Sobre essa profusão de referências nas artes, que passaram a se configurar como

uma das mais fortes características do pós-modernismo, Jameson faz uníssono a

Huyssen, embora não encontremos em Jameson o mesmo otimismo em relação ao

potencial crítico das manifestações pós-modernas - nem mesmo em sua primeira fase,

nos anos 1960. Mas é certo afirmar que, para Jameson, um dos traços mais evidentes da

emergência do pós-modernismo é o apagamento da antiga fronteira moderna entre a alta

cultura e a cultura denominada de massas ou comercial. Nesse aspecto, Jameson é

enfático ao afirmar que os artistas pós-modernos passaram a privilegiar novos textos

impregnados de formas, categorias e conteúdos da indústria cultural, num verdadeiro

culto ao kitsch e ao brega, às paisagens degradadas - inspiradas nos anúncios de motéis

(21)

de Las Vegas - no conteúdo do cinema B de Hollywood, na ficção científica e no romance fantástico ou nos best-sellers de aeroporto. “Eles não mais citam tais textos como teriam feito um Joyce ou um Mahler, eles os incorporam, a ponto de parecer cada vez mais difícil traçar a linha que separa a alta arte das formas comerciais” (JAMESON, 2006a:19).

David Harvey afirma que o aspecto mais peculiar ao pós-modernismo talvez tenha sido “sua total aceitação do efêmero, do fragmentário, do descontínuo e do caótico”; para ele, entre a miríade de posições teóricas conflitantes sobre o que significava o pós-modernismo, o único ponto comum à analise dos diversos críticos esbarrava no fato de o pós-modernismo representar uma espécie de reação ao modernismo ou mesmo o afastamento de suas bases. Como resumiu o crítico literário Terry Eagleton (apud HARVEY, 2008: 19):

Talvez haja consenso quanto a dizer que o artefato pós-moderno típico é travesso, auto-ironizador e até esquizóide; e que ele reage à austera autonomia do alto modernismo ao abraçar imprudentemente a linguagem do comércio e da mercadoria. Sua relação com a tradição cultural é de pastiche irreverente, e sua falta de profundidade intencional solapa todas as solenidades metafísicas, por vezes através de uma brutal estética da sordidez e do choque.

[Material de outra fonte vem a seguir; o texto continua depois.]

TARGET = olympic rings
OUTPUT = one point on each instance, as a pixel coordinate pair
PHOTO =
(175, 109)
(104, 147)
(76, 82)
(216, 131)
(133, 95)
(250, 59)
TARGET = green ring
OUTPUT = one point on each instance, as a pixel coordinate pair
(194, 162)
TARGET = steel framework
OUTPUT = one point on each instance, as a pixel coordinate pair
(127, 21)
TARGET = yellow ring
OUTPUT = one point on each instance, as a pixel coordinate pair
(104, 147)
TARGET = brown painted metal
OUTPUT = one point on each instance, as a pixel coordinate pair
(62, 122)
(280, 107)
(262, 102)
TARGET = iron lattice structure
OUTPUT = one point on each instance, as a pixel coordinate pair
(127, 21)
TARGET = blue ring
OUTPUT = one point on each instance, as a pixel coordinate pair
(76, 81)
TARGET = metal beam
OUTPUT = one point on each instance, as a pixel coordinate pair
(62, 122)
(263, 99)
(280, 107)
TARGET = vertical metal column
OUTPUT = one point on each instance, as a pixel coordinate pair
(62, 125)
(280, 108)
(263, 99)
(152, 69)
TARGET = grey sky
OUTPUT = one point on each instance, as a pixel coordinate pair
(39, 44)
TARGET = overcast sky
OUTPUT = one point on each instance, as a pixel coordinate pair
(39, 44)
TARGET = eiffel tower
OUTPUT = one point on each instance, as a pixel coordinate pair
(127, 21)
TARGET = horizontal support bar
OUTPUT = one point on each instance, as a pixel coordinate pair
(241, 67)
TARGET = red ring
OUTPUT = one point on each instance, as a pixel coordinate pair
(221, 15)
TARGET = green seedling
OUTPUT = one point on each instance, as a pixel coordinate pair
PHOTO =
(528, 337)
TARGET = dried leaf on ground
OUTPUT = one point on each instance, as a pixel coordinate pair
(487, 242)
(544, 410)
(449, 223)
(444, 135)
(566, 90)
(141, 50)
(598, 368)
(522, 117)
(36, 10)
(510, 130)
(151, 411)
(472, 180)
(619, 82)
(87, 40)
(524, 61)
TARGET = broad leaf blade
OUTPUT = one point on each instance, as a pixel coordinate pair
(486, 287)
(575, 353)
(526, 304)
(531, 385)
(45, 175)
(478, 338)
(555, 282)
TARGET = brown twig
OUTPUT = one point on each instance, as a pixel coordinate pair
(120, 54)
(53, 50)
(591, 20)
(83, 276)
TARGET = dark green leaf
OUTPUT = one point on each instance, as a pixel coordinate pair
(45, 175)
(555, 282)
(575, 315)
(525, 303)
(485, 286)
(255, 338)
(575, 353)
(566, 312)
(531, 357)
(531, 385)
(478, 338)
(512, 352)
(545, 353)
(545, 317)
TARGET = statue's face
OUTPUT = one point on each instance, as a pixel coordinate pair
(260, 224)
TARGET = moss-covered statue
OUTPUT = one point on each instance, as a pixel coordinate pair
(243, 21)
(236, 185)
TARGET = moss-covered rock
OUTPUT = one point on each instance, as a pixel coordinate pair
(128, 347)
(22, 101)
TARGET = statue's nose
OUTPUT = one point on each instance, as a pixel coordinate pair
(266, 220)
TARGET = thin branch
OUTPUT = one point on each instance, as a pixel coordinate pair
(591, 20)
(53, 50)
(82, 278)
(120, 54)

Na busca de compreender como as manifestações pós-modernas se situam na contemporaneidade e que relação elas guardam com o período moderno precedente, talvez seja significativo nos atentarmos à crítica realizada por Jameson sobre as artes, as subjetividades e a cultura pós-modernas, pois o autor estabelece um amplo panorama de tais expressões a partir dos anos 1960, bem como apresenta um contraponto das mesmas com àquelas evidenciadas no alto modernismo.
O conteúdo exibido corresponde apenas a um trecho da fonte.